When Wayside Church fell behind on its 2011 property taxes on a parcel that the church had used as a youth camp, Van Buren County took the youth camp property and sold it for $206,000 to pay the church’s $16,750 in taxes, penalties, interest, and fees. Similarly, the County kept the surplus proceeds—$189,250 more than the debt—as a windfall. It also sold Henderson Hodgens’s childhood farm and home for $47,750 to pay a $5,900 debt. The County sold Myron Stahl’s property, where he was building his retirement home, for $68,750 to pay a $25,000 debt. The County kept all the proceeds from each of these sales. Each former owner lost everything.
Wayside Church, Stahl, and Hodgens filed a lawsuit in federal court, several years ago, alleging that the County violated the constitutional guarantee that government must pay just compensation when it takes private property for a public use. While government can sell property to collect delinquent tax debts, it violates the constitution for government to take more than it is owed. The trial court dismissed the suit, holding the Takings Clause does not protect delinquent taxpayers’ right to the surplus proceeds from tax sales, because Michigan’s tax law does not recognize that right. On appeal, the Sixth Circuit threw their case out of federal court mainly because of a case called Williamson County Regional Planning Commission v. Hamilton Bank of Johnson City (1985). The Williamson County case essentially shut federal courthouse doors to Fifth Amendment property rights claims against state and local government.
PLF asked the U.S. Supreme Court to review the Wayside Church case and overturn Williamson County. The court denied that petition, like it did to many others like it. But a few months later, the Supreme Court agreed to reconsider Williamson County in Knick v. Township of Scott. PLF’s Dave Breemer argued that case before the U.S. Supreme Court on October 3, 2018, and again on January 16, 2019. We are eagerly awaiting the Court’s decision.
But what about Wayside Church, Stahl, and Hodgens? Shouldn’t they be allowed back in federal court? That’s exactly what we asked the federal trial court last year when we filed a motion to reopen the federal case.
Such motions are rare, and even more rarely granted.

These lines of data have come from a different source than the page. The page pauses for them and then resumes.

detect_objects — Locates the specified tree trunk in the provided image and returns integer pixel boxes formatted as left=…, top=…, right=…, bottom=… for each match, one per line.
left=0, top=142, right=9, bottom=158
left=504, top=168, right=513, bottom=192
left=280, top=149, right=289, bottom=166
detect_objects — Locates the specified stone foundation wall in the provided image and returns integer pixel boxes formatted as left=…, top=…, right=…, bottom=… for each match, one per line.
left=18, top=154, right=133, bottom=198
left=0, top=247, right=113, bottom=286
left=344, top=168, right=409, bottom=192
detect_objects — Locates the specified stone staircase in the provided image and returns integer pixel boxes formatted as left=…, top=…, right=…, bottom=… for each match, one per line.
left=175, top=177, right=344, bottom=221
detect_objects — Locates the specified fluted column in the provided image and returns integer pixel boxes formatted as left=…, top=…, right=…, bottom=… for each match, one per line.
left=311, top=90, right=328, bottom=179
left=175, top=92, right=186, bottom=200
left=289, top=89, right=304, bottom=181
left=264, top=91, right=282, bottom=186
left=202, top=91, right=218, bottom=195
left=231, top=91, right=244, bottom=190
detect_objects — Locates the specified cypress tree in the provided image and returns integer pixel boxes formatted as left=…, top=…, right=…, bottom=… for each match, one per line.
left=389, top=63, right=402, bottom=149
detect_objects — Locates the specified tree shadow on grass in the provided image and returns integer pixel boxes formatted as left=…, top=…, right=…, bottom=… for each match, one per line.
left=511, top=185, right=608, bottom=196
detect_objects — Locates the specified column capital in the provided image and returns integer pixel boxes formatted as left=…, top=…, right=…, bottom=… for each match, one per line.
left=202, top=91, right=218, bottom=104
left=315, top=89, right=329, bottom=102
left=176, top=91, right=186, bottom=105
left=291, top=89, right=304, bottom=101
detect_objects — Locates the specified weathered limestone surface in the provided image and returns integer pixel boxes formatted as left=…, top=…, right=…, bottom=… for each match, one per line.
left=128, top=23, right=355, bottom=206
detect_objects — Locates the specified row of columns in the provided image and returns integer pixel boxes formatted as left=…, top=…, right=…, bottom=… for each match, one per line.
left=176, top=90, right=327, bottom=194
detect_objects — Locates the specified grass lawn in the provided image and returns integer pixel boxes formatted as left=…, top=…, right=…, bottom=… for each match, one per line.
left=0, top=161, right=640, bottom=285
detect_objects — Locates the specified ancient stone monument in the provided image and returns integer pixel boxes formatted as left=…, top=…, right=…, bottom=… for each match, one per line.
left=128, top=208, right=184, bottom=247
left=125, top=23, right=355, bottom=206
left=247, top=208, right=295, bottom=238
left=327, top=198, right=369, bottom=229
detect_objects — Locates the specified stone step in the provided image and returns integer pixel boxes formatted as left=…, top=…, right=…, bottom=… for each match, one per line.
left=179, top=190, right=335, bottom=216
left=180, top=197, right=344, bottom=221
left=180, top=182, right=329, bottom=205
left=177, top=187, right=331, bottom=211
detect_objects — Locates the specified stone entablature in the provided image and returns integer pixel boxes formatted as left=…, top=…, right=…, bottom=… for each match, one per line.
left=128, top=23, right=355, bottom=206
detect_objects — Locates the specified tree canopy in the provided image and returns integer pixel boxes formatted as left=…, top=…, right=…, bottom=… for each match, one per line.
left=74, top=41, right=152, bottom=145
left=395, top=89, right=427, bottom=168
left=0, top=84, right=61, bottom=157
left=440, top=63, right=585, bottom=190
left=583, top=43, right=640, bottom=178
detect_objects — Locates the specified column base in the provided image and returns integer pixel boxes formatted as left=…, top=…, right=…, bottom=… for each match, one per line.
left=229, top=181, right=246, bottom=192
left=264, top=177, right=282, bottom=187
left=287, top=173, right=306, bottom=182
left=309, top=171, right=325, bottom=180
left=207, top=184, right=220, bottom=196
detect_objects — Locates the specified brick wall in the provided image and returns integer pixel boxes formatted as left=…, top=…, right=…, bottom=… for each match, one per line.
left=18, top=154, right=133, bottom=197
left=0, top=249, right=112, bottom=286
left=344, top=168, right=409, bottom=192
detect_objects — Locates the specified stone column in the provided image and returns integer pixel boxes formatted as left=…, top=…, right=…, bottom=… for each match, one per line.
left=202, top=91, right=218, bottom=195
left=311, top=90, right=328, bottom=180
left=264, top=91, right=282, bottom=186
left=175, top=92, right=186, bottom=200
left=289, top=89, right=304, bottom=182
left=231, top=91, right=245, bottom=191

But this week, the trial court granted the motion. The court reopened the case, stating that the Sixth Circuit’s decision was based on law that may soon change (Knick) and a wrong assumption about the remedies available in Michigan courts. The Sixth Circuit had assumed that Michigan courts would give an adequate remedy for the constitutional violation. But the Michigan Court of Appeals proved that assumption misplaced in Rafaeli v. Oakland County. In that case, PLF client, Uri Rafaeli accidentally underpaid his property taxes by $8.41. Oakland County took advantage of that mistake, seizing the property, selling it for $25,000 at an auction, and keeping all the profits. The Michigan Court of Appeal rejected Mr. Rafaeli’s constitutional claims, holding that the county obtained the property legally as a civil forfeiture. While the Michigan Supreme Court has since agreed to hear Mr. Rafaeli’s case, whether Michigan offers a remedy is still unclear.
Judge Paul Maloney explained that the recent changes in law alone would not be enough to reopen a case. But the “the potential for inequity” arising from Michigan’s property tax law in this case is a “special circumstance” that warrants reopening the case. The judge held that the case should be reopened and held pending the U.S. Supreme Court’s decision in Knick v. Township of Scott or the Michigan Supreme Court’s decision Rafaeli v. Oakland County.